Amazon Is Canceling Its Pantry Service. Here's What You Need To Know

If you were a fan of Amazon's Prime Pantry, the time has come for you to cut ties with the digital giant's original online grocery store. In a termination that carried no fanfare, Amazon has opted to discontinue its online bulk buying offer, choosing instead to integrate the products originally available through Prime Pantry into its Amazon Fresh and Whole Foods Market sections (via Bloomberg).

The shutdown was confirmed by an Amazon spokesperson, who told Bloomberg in an email that the closure enables customers to meet their everyday household product needs without having to pay a monthly $5 subscription fee. She also positioned the end of Prime Pantry as "part of our commitment to delivering the best possible customer experience."

Prime Pantry's closure didn't go unnoticed — several members took to social media to inquire about a potential outage, only to be informed by Amazon Help that it shut down. The brands tweet read: "We're sorry for any inconvenience this may cause you. Yes, we've discontinued our Prime Pantry service. Please reach back out to us if you need further assistance. We'll be here."  

Prime Pantry served a niche market

After Amazon bought Whole Foods in 2019 (via Business Insider), we should have seen that as a sign that the clock would start ticking for Amazon Pantry — the online retail giant's original bulk grocery store which it set up in 2014.

Prime Pantry was Amazon's way to get its subscribers to buy bulk quantities of non-perishable items like paper towels, dish soap, and other cleaning supplies, as well as food and snack items with long shelf lives like pasta and cereals. The only caveat?
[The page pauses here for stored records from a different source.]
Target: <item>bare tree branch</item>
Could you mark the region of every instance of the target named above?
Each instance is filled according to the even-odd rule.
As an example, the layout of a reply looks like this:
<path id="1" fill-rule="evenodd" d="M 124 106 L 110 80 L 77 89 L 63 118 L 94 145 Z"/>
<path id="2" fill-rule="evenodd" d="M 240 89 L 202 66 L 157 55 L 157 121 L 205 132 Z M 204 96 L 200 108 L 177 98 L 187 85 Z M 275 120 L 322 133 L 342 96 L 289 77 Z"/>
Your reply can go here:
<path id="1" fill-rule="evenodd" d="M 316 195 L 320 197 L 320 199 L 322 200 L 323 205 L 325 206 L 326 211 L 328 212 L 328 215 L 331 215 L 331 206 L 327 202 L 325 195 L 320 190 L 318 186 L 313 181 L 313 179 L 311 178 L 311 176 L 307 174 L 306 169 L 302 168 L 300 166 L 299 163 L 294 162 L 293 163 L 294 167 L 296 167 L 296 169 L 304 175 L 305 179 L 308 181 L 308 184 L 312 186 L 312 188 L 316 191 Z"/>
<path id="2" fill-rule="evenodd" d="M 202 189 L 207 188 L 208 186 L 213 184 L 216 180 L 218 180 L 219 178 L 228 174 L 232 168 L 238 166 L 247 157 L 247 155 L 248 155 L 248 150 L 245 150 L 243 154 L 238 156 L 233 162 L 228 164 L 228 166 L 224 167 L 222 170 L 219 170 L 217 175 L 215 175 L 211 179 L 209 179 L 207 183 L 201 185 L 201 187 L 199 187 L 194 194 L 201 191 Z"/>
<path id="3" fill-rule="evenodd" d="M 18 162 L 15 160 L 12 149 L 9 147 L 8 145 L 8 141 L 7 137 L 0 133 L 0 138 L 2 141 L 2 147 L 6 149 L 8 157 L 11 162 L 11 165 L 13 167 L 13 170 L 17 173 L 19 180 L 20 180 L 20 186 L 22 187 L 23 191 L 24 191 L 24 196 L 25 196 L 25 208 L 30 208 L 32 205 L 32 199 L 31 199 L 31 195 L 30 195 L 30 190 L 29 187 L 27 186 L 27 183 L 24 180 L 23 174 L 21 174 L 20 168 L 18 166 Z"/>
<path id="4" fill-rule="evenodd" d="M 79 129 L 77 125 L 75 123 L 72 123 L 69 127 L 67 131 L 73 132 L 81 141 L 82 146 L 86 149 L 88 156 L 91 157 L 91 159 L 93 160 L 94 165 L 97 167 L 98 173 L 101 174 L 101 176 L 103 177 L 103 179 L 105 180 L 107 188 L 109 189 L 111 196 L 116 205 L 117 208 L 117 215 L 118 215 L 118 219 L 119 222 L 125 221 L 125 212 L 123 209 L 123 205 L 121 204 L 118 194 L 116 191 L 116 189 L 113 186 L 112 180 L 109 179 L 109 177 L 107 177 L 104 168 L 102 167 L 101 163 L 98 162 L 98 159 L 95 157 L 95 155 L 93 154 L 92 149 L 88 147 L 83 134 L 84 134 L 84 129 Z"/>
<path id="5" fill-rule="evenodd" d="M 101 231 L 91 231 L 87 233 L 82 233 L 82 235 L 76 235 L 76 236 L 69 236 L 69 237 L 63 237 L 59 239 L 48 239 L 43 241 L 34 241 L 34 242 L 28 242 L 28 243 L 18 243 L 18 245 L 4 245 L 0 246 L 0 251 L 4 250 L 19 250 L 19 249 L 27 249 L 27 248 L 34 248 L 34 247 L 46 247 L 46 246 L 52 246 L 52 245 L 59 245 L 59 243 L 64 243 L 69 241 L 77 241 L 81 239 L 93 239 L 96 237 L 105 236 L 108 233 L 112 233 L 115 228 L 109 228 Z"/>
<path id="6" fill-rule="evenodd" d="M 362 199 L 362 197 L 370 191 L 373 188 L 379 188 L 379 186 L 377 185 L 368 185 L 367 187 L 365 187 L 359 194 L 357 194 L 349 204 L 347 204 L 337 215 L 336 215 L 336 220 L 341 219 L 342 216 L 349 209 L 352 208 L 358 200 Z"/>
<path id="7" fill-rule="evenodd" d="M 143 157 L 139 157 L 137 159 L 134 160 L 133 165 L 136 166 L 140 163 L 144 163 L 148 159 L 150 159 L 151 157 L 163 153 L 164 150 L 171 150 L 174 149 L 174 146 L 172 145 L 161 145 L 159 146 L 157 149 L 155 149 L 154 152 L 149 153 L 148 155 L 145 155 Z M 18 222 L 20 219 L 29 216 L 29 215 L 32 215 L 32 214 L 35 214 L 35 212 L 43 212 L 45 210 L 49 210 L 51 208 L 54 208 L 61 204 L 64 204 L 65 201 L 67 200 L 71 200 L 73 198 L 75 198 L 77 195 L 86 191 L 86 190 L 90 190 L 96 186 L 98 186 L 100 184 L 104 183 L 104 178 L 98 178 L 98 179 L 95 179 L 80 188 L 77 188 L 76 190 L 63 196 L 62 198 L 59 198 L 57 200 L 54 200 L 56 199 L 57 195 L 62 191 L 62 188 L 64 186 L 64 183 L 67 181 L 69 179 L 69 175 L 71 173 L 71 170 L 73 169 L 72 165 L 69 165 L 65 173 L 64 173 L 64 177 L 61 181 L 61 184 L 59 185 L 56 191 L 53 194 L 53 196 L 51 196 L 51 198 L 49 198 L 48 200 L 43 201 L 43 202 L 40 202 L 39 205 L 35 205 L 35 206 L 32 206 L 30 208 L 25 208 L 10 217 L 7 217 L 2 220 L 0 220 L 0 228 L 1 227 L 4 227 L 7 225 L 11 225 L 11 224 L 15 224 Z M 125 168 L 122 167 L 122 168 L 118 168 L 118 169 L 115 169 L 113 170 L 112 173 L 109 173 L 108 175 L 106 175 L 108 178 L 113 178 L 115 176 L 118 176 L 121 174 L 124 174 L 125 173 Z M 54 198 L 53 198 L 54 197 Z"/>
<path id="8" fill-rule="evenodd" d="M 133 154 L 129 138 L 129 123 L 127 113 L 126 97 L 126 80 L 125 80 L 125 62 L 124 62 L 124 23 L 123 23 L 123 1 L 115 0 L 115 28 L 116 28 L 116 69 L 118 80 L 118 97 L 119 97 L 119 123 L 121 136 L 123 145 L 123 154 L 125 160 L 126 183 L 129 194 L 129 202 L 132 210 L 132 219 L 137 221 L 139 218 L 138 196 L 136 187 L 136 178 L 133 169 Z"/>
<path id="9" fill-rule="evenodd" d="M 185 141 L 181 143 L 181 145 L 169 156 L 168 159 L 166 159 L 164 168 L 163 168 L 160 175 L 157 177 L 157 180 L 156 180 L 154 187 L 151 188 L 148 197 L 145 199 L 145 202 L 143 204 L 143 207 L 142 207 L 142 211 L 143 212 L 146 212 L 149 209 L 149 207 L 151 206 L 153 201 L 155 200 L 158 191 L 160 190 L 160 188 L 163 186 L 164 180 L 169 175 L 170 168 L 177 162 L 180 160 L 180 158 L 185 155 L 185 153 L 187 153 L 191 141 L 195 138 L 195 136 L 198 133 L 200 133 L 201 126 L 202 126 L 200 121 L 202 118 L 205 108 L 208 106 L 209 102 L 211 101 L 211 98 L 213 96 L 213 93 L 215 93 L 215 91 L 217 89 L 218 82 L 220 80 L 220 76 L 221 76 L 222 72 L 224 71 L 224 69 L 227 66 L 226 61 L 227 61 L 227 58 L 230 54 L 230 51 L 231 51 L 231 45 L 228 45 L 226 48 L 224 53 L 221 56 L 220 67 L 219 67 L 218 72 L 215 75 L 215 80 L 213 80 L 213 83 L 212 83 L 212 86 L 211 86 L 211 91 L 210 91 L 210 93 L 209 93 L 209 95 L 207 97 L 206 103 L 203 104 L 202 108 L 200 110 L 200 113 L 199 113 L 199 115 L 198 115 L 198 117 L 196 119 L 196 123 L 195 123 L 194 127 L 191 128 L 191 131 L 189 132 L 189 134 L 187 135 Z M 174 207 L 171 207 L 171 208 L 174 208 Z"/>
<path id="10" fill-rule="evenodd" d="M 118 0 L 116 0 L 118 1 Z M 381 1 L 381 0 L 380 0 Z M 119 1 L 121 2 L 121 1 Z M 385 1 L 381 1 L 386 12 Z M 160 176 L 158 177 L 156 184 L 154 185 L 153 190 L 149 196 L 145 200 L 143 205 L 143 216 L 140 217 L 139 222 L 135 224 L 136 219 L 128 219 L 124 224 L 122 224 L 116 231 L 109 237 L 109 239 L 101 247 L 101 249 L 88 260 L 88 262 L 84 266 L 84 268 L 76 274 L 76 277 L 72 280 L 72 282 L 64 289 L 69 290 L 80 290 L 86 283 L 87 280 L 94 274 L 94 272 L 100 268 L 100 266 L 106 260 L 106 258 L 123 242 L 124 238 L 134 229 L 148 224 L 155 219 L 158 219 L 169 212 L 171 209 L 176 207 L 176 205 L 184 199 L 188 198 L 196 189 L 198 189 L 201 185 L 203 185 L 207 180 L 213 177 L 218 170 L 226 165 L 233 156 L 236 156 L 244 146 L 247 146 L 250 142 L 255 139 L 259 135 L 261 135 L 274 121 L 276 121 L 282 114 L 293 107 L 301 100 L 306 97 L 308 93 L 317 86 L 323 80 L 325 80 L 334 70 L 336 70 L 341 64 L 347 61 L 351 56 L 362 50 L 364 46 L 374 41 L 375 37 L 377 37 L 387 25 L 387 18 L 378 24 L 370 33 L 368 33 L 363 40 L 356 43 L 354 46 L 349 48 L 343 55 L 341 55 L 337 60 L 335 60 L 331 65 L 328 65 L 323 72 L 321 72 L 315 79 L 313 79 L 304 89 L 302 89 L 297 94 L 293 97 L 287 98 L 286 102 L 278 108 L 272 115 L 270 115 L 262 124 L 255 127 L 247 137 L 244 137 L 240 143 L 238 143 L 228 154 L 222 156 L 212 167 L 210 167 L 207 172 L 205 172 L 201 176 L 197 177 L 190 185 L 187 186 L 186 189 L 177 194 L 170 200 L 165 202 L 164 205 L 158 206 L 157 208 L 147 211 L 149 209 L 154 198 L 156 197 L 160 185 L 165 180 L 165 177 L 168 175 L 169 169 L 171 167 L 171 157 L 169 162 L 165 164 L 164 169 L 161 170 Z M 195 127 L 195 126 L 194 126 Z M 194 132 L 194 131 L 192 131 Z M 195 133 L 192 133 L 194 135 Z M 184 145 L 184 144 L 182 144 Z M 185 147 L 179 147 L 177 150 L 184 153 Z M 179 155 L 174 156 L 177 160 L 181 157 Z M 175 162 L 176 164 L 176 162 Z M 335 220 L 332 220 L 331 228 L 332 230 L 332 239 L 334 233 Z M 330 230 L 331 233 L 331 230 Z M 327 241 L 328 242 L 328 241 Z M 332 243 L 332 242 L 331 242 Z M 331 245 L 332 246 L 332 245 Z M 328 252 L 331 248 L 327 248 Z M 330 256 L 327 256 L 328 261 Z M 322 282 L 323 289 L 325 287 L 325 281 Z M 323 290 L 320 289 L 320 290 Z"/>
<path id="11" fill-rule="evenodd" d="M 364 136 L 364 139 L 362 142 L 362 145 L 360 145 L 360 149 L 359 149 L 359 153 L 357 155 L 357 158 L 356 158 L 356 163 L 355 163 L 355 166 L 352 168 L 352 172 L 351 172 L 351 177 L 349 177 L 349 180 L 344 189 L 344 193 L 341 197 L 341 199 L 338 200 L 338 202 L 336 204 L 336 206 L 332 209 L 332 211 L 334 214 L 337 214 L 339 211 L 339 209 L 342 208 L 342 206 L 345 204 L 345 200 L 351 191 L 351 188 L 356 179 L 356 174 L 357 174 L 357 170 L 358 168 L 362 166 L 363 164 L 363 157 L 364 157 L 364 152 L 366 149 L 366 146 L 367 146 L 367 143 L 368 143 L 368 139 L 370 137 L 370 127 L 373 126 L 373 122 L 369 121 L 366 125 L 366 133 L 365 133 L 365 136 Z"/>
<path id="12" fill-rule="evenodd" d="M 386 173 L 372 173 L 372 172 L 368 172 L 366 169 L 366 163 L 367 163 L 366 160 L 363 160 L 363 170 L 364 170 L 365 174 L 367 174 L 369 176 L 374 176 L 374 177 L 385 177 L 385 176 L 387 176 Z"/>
Everything you wanted would have to fit into a single large shipping box. With a delivery time of one to four business days, Prime Pantry items also took longer to get to where they needed to go, which unfortunately placed its delivery times up against Prime's quicker 24 to 48 hours (via Business Insider).

Prime Pantry wasn't exactly a headache-free proposition for Amazon. In March of 2020, just as the coronavirus pandemic was kicking up a notch, the online retail giant had to close the service because it could not meet demand (via CNBC). It could have been one of the last straws for an Amazon division whose function management realized might easily be fulfilled by another part of the company.